My intent for tomorrow is to drive for four hours round trip to (hopefully) receive a blessing from Amma Sri Karunamayi. My toenails are newly painted, and the alarm is set for 4:27 in the hope of getting myself on the road (or at least to the nearest purveyor of caffeine) by 5 am & avoiding the worst of the rush hour traffic. (Is there anything disturbing ... anything at all ... about a society where coffee shops find it profitable to open at such an unholy hour?)
C (formerly known as "George") has a birthday on Friday; we're having a little hoolie on Saturday. (My delight at being reacquainted with this word is large). There is much to do in preparation, so I considered *not* making the drive to see Amma. For about five minutes. But as soon as I looked at her website again this evening, I felt drawn anew to make the journey. I keep telling myself (and others) that I am having a midlife crisis, or an existential moment of being (thanks, Virginia), so I need to walk the talk, or whatever, don't I? So the alarm is set; my white clothing is ready; and, yes, my spirit rouses a little ... after a long, dreary winter ... at the prospect of a jaunt on the morrow.
Until a few days ago, I knew nothing about this woman. There's another Indian female teacher, another Amma, (which is, after all, only the Hindi word for "mother"), aka the hugging saint, who I *had* heard of. Initially I confused the two and felt disappointed that this Amma wasn't the same as that Amma. Such silliness. As my friend J said, " ... the world needs as many manifestations of the Divine Mother as we can get!" And so I am excited to have this manifestation to look forward to.

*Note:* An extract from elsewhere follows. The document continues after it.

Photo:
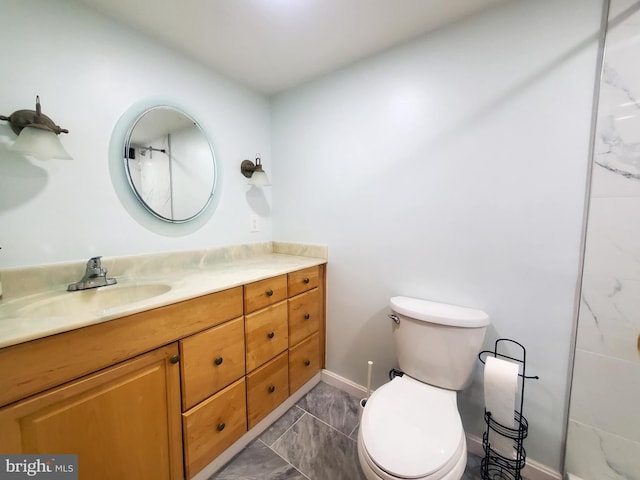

A joy to me in all of this is the fact that I learned of each of these Ammas from two especially dear friends. Several months ago, J shared information with me about the "first" Amma; and now my friend A has told me about her recent blessing from the "second" Amma. I've "known" A & J for perhaps a year, maybe two; the quotes are because we've never met face-to-face, even though we've shared many cyber conversations of intimacy & hilarity, the three of us. We all participated for a time in a Yahoo! group intended to foster spirituality and sisterhood. Sadly, the experience fell far short of the mark for me, but even in disaster there are gifts.
To me, J & A are delights that I carried with me from a painful experience. And I continue to profit from their association on Facebook, a venue (?!) about which I remain conflicted. I love to play word games and keep up, generally speaking, with my friends, but Facebook is turning out to be a frighteningly efficient time-suck in a life already marked by too many temporal challenges.
Anyway, I am grateful to my friends, past & present, and to all the Ammas in the world. My hopes are high for tomorrow.